Status of the production sites
Our 3rd broad crawl for 2018 finished on January 5. We have harvested about 45 TB and more than 650 mill. Documents in 344 harvest jobs. We noticed, that our crwls run very slowly because of the throttling rules in the firewall we set up in order to reduce disturbances for the website owners.
Webhosting is going to be more and more centralized in Denmark. Therefore we made agreements for throttling with the webhosts.
We will rethink our strategy for the broad crawls, that is to say we mostl likely will exclude more big sites (e.g. municipalities’ websites) from the “regular” broad crawls and crawl them selectively in the same frequence as the broad crawls.
We had problems with wayback access – ten days in December it accessed the living web instead of the archive. This happened in connection with an upgrade process of our citrix and we had to roll bag to the former version. Furthermore Wayback (Blacklight) stil does not perform very well: lots off images are missing and lots of sites using https protocol are not displayed.
We are working on the adjustment of our procedures, documentation etc. according to the EU General Data Protection Regulation (GDPR)
A happy new year and best wishes to all for 2019 from the BnF web archiving team!

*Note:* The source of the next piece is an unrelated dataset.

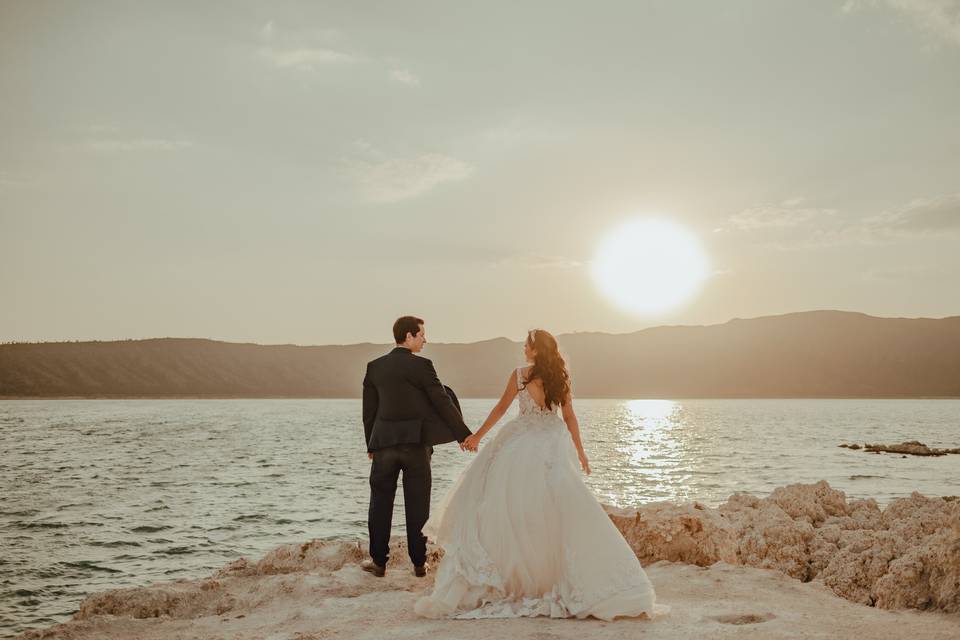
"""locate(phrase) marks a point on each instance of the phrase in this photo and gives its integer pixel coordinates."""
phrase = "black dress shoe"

Over the past 4 months, a team of 2 developpers, 4 project members and a user group of 4 curators has been working on developping new frontoffice and backoffice functionalites for BCweb. The version 6.1 of BCweb is soon to be released (in January). One of the key features of this version will be a new functionality to check existing records, enabling the curators to easily monitor and fix invalid and redirected URLs. Administrators will also have a backoffice import functionality to bulk create records. More is to come in the next version which will include an improved graphic design. A release note for the NAS community is being prepared. The code will be made available to the BCweb/NAS community (uploaded to the Git repository). The next three iterations of this scrum-based development project will focus on making BCweb data available for use by other BnF applications, using webservices.